Выбрать главу

Сроки для прочтения были обычно короткими, тексты иной раз – обширными, поэтому все прочие дела отступали на задний план: следовало соблюдать пунктуальность, ведь дожидалась целая очередь. Читать в метро – нельзя, забирать с собой в поездки по Союзу – тоже. Ночные и дневные часы, проведенные за чтением таких книг, как «Всё течёт» Гроссмана, «Раковый корпус» и «В круге первом» Солженицына, «Чевенгур» Платонова, «Воспоминания» Надежды Мандельштам, были неповторимым временем эмоциональных и духовных потрясений. Я вставал, пошатываясь, от письменного стола, мир вокруг ходил ходуном и давил свинцовой тяжестью, в голове шумела бессонница и пляска мыслей, лопались, как мыльные пузыри, остатки иллюзий. В Польше тогда практически не с кем было этим рано обретенным знанием поделиться, написать некуда – «второй круг книгообращения» (наш самиздат) еще никому и не снился.

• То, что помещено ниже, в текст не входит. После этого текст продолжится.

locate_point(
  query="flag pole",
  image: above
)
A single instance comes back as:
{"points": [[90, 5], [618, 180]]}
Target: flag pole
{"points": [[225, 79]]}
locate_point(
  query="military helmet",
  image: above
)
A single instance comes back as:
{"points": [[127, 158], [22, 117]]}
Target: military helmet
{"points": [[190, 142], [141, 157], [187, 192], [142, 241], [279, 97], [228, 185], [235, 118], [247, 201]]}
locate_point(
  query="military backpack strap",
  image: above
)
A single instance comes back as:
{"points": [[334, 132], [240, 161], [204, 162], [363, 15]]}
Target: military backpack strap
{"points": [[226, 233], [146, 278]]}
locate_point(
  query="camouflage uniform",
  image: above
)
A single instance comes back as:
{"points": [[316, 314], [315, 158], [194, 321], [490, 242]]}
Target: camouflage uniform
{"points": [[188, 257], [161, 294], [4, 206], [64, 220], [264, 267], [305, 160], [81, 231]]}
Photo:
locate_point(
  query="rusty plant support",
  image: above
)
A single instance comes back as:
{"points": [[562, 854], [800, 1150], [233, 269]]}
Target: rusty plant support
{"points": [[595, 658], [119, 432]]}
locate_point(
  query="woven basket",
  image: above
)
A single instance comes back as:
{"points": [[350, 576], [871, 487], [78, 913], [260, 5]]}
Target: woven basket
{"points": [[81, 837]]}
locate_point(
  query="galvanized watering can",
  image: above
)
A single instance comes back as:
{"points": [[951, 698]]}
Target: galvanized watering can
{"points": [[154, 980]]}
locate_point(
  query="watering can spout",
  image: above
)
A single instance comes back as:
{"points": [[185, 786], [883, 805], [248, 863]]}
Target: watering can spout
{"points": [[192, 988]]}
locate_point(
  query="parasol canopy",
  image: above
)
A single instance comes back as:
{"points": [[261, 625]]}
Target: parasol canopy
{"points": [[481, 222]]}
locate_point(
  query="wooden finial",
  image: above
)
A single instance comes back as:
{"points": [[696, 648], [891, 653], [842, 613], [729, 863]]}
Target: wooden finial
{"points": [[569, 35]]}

Русские – легальные или не вполне – мало кого, по сути дела, касались. Всё это приходилось носить в себе, делясь только с женой и горсткой друзей. Именно тогда – моментами – я чувствовал гнетущее бремя давления советской системы. Художественная литература, если она настоящая, способна самым коротким путем, вызвав внутренний, душевный спазм, атаковать сознание, делать человека иным, чем он был прежде – до чтения. Вроде бы, всё это ты знал, еще не беря в руки странички машинописи, но знал не так…

Мне тогда оказали доверие, думается, с определенной целью. Россия подарила мне лучшую часть себя. С той поры я в известном смысле сам отношусь к ней, одновременно нося ее в себе. Это доверие я буду оплачивать в течение всего того времени, что у меня осталось.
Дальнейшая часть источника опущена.